Свобода женщины проявлялась и в области права: правом наследства и собственности (с XIII в.), развода (рос-пуст-а), выбора другого мужа, хозяйственной деятельности «в дому». Основные ценности средневекового общества: ведение хозяйства, рождение и воспитание детей, надзор за слугами — все это оставалось за хозяйкой дома, «родовое самосознание» которой определяло и направляло всю семейную жизнь дома, двора и усадьбы (Пушкарева 1997).
Особое положение женщины (и детей) в этом обществе описывается как социально неопределенное: не господин и не раб, следовательно — никто. Неоднозначность положения в социальной иерархии во многом определялась отношением окружающих к такой личности. Основное требование общественной морали: «Подражайте!» — развивало крайнюю неподвижность социальной и семейной жизни.
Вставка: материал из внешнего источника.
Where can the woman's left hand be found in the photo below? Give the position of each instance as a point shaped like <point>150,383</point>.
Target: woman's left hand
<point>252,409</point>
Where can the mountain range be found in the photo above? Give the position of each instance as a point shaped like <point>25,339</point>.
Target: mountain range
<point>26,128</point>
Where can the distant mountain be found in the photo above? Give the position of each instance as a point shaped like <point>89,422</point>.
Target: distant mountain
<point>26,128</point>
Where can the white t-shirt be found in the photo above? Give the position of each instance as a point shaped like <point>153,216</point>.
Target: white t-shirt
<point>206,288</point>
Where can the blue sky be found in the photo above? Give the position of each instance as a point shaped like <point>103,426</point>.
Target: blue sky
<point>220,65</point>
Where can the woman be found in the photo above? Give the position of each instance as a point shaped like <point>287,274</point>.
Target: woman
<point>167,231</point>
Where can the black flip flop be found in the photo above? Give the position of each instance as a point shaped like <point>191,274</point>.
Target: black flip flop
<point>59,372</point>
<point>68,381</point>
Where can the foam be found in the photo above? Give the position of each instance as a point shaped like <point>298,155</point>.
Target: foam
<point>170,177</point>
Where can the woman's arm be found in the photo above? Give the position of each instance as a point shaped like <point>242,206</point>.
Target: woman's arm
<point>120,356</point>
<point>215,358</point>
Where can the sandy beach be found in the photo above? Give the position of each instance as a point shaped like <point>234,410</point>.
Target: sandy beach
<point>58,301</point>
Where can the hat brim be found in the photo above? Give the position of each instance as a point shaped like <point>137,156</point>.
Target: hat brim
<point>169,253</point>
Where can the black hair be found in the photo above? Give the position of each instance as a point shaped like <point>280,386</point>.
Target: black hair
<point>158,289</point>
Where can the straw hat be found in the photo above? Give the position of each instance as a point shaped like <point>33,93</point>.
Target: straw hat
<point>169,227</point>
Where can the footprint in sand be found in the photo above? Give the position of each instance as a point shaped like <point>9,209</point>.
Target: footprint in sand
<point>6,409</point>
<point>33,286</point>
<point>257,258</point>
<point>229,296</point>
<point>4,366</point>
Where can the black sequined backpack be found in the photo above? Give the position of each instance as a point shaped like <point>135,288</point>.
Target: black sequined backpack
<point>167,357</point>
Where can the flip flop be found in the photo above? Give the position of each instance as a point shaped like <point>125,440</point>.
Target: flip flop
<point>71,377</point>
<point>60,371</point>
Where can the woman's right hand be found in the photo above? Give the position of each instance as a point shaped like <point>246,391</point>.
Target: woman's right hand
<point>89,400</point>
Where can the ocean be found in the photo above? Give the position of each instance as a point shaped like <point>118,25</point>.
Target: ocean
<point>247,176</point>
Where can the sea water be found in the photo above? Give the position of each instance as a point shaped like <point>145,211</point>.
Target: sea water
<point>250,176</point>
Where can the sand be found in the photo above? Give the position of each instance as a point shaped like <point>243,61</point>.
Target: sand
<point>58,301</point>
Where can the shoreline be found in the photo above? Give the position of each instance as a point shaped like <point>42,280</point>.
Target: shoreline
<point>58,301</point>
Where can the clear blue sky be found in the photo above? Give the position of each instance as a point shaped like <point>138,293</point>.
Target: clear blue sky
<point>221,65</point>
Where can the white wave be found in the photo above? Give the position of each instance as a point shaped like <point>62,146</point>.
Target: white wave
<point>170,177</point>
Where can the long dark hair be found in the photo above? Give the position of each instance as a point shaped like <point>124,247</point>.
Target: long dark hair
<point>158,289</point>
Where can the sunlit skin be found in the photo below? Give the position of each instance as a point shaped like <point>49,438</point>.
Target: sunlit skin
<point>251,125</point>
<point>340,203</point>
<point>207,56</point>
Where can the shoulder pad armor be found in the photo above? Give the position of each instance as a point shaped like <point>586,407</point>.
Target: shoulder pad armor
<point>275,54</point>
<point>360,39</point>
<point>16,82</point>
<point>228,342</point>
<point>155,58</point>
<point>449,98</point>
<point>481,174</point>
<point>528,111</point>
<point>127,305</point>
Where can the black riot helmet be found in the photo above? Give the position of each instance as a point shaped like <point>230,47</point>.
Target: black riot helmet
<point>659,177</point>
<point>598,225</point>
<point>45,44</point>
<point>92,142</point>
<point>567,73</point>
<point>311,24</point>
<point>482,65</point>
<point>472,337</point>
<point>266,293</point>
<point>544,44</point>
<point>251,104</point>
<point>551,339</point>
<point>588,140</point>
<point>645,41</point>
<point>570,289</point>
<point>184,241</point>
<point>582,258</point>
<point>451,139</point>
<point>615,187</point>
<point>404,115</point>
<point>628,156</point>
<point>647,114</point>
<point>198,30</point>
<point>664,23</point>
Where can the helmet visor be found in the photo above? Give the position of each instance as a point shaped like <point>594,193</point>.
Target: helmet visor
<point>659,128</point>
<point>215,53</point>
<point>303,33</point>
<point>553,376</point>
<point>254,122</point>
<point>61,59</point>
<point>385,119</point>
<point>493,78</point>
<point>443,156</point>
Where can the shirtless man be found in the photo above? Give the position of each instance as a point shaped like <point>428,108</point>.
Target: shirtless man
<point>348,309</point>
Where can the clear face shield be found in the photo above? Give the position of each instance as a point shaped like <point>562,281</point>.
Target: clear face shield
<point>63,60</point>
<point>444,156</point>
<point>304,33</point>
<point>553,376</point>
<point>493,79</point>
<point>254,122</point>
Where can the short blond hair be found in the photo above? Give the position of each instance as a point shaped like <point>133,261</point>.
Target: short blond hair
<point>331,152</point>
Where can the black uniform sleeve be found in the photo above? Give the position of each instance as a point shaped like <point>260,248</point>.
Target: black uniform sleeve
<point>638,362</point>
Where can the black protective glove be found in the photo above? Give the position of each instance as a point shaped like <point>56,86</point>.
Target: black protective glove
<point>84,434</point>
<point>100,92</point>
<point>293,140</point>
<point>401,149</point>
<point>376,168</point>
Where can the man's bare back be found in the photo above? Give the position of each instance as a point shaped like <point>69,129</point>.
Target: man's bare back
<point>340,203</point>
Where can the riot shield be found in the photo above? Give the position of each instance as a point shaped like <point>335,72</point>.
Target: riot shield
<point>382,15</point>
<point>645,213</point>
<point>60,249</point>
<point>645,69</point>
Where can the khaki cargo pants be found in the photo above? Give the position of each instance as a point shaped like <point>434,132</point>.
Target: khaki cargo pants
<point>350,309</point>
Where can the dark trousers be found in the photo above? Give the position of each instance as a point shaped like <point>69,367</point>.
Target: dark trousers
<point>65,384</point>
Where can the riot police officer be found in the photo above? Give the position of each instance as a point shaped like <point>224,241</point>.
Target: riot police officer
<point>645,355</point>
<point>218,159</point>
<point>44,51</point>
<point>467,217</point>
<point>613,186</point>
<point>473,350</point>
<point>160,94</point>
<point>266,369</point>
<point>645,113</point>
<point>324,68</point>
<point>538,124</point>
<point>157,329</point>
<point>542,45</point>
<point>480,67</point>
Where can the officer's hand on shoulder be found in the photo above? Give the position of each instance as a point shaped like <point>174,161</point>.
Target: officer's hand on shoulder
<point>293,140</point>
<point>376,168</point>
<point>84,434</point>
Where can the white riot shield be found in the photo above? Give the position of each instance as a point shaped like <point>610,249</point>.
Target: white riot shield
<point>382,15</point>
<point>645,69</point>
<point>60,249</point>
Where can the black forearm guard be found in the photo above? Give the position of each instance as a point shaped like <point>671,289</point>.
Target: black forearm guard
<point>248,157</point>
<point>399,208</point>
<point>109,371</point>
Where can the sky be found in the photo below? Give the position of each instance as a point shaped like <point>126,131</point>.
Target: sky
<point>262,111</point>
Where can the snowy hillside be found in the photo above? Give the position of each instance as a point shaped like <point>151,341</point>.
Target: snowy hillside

Именно женщина, ограниченная бытовым окружением, особенно долго сохраняла в своей среде также элементы язычества — против такой женщины и борется церковь, именуя ее «ведьмой». Самое естественное для женщины чувство — любовь — подавлялось особенно жестоко, браки не по расчету почитались прямым распутством, а личностное отношение к человеку (то есть современное представление о любви) воспринималось как слишком вызывающее проявление индивидуальности. Воздержание и посты в их чрезмерности подавляли естественные чувства и тем самым вызывали пороки и преступления, которых могло бы не быть; иногда они приводили к прямому исступлению духа, которое, в свою очередь, сурово каралось. Социальная неуверенность в своем положении вызывала протест со стороны неординарных личностей, и только ведьма могла позволить себе относительную свободу поведения, т. е. остаться женщиной как таковой. В том числе и в любовном чувстве. Настоящая женщина — ведьма, от которой нужно бежать.